AIAA 50th Anniversary Meeting
Tommie Jean and I attended an American Institute of Aeronautics and Astronautics (AIAA) 50th Anniversary Meeting tonight (Thursday night). (It's the 50th anniversary of the Alabama-Mississippi Section of the AIAA, rather than the AIAA itself.) Four members of the original Peenemünde team were present, all of whom are about 90 years old. It's amazing to see and hear them. "Time has not withered nor custom staled" their vision or ability to present their ideas. They sketched out some principal developmental requirements for our expansion into space. Dr. Stuhlinger mentioned the need for a second-generation successor to the Hubble Space Telescope, and the importance of developing new rocket engines and a successor to the space shuttle, which is now about twenty years old. He also mentioned the signal success of the Deep Space I ion-engined-powered comet and asteroid probe. The ion engine was designed for a one-year mission, but actually operated for four years before it exhausted its propellant and had to be shut down.

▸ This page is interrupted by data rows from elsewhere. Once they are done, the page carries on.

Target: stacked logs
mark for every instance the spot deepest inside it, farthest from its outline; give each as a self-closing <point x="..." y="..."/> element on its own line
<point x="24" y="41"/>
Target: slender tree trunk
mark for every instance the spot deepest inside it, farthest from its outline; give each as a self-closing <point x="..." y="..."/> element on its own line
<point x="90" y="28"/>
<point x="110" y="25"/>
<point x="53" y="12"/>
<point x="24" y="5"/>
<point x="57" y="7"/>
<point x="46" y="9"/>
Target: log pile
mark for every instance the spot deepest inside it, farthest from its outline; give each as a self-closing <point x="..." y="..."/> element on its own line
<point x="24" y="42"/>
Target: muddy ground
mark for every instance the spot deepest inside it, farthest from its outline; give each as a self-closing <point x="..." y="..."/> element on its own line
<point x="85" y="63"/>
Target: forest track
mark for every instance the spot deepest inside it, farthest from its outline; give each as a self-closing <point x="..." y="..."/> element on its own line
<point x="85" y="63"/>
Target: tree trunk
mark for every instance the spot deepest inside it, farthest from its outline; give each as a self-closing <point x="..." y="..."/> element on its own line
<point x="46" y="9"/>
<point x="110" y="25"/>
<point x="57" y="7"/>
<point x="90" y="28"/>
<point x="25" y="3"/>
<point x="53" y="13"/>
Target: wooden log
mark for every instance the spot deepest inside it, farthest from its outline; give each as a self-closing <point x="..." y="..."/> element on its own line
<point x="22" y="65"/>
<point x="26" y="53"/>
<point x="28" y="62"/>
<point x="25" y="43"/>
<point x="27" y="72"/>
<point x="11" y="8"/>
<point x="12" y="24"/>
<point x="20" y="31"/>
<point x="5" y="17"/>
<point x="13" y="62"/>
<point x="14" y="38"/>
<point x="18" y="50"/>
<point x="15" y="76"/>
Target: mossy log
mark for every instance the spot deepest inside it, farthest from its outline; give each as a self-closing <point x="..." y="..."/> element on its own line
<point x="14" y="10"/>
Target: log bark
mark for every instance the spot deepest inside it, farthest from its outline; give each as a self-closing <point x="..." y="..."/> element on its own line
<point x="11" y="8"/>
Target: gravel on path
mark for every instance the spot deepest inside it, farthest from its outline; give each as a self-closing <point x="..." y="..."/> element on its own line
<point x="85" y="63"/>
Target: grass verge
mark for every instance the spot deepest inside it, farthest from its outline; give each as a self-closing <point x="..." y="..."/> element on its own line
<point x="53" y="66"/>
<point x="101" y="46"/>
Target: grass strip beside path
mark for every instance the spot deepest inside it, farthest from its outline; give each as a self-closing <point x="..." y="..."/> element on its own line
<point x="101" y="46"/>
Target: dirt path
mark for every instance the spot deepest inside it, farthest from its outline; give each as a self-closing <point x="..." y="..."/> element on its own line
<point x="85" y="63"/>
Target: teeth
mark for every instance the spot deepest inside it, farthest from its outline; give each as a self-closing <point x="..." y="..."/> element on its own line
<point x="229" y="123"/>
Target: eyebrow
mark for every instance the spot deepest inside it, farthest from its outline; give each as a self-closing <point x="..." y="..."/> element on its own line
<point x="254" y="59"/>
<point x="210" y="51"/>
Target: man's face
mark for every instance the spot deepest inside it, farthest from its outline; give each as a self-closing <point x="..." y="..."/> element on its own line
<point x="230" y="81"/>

There was also an explanation of the seminal role played by U. S, Army General Holger N. Toftoy in bringing the von Braun team, and parts for V2's to the United States. His son-in-law told anecdotes about what a caring man General Toftoy was. Dr. von Braun's niece was also present. There were plans for the attendance of Hermann Oberth's daughter, but in the end, his son, Dr. Adolph Oberth, wrote a letter about his father.
Dr. Reisig told me that he is currently occupied with the translation of his book about the history of the space program from German to English. He said that the hard part is finding English word that can convey the real meaning of their German precursors. He said that this is harder than was the writing of the book itself.
History was looking over our shoulders tonight, taking notes, as one of the last roll calls was taken of the original pioneers of rocket technology.